Bottle Bills— A Boon for Beverage Bottle Recycling!
The U.S. “bottle bill” has been in existence for over 20 years, with varying collection and recycling rates for products made from plastic, glass, and aluminum. Recently, awareness about the use of sustainable products has been on the rise among consumers. This trend is being ably supported by brand owners and suppliers that provide sustainable solutions. Recyclability of plastic bottles and plastic waste has been a major issue, and such bills now provide the opportunity for consumers and manufacturers to work together toward environmentally friendly packaging.
Nearly 72 percent of aluminum beverage cans were recycled in 2017 (32 billion cans) in Europe, which was more than the EU Circular Economy proposal of 65 percent. Certain countries such as Germany, Finland, Belgium, and Norway recycle almost 100 percent of aluminum beverage cans consumed within their territory. This success is made possible, mainly thanks to effective campaigns such as “Every Can Counts” and “Beat the Bottle,” which convinced consumers to recycle cans, whether at home, at the office, or even at festivals.

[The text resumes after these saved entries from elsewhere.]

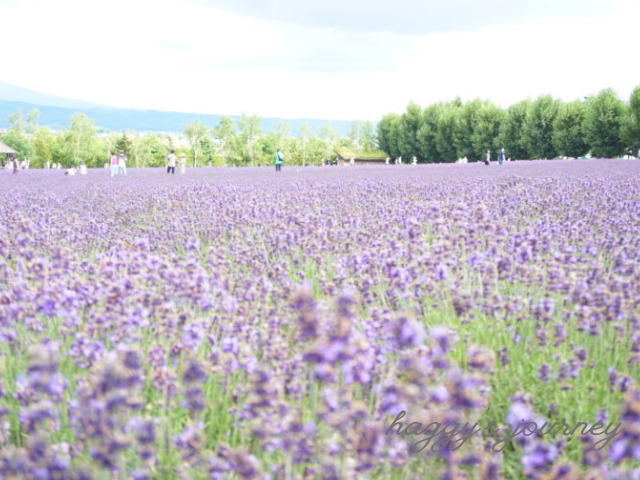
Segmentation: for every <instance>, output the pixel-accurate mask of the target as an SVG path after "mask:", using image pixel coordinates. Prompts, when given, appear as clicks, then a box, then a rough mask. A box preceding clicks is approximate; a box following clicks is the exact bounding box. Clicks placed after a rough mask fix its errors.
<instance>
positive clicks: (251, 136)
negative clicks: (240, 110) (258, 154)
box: [240, 113, 261, 167]
mask: <svg viewBox="0 0 640 480" xmlns="http://www.w3.org/2000/svg"><path fill="white" fill-rule="evenodd" d="M260 134H261V128H260V117H258V116H257V115H251V116H249V115H247V114H245V113H243V114H242V118H241V119H240V136H241V137H242V141H243V146H244V147H245V148H246V156H245V162H246V160H248V161H249V165H251V166H252V167H253V165H254V157H255V152H254V146H255V144H256V141H257V140H258V138H259V137H260Z"/></svg>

Such campaigns have helped curbside collection improve by nearly 10–15 percent in various countries within Europe. The “Your Bottle Means Jobs” campaign in North Carolina increased sales of processed plastic bottles by two percent. The campaign called for households in North Carolina to increase their recycling of plastic bottles by just two bottles a week. This would not only yield 30,000 tons of additional bottles but would also create 300 new jobs.

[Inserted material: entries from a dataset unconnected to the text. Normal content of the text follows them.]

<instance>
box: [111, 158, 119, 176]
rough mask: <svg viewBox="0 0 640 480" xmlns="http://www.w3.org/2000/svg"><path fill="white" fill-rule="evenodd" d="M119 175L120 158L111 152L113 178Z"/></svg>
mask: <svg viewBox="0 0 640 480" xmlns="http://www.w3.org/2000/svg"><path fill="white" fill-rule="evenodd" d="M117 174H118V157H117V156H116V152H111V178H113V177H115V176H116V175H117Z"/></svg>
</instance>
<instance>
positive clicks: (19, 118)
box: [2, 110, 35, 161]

In certain U.S. states, to produce effective and more efficient collection rates, incentives to recycle bottles have been increased. In April 2017, the state of Oregon increased its redemption rate from five cents to 10 cents; though a marginal increase, the Oregon Beverage Recycling Cooperatives estimates that nearly 80–90 percent of their beverage containers were recycled in 2018. The deposit is paid upfront by consumers when purchasing beverages and reimbursed when the containers are returned. In certain cases, there have been issues of out-of-state fraud, whereby consumers purchase beverages outside the state without a deposit and bring in the cans in Oregon to redeem the money.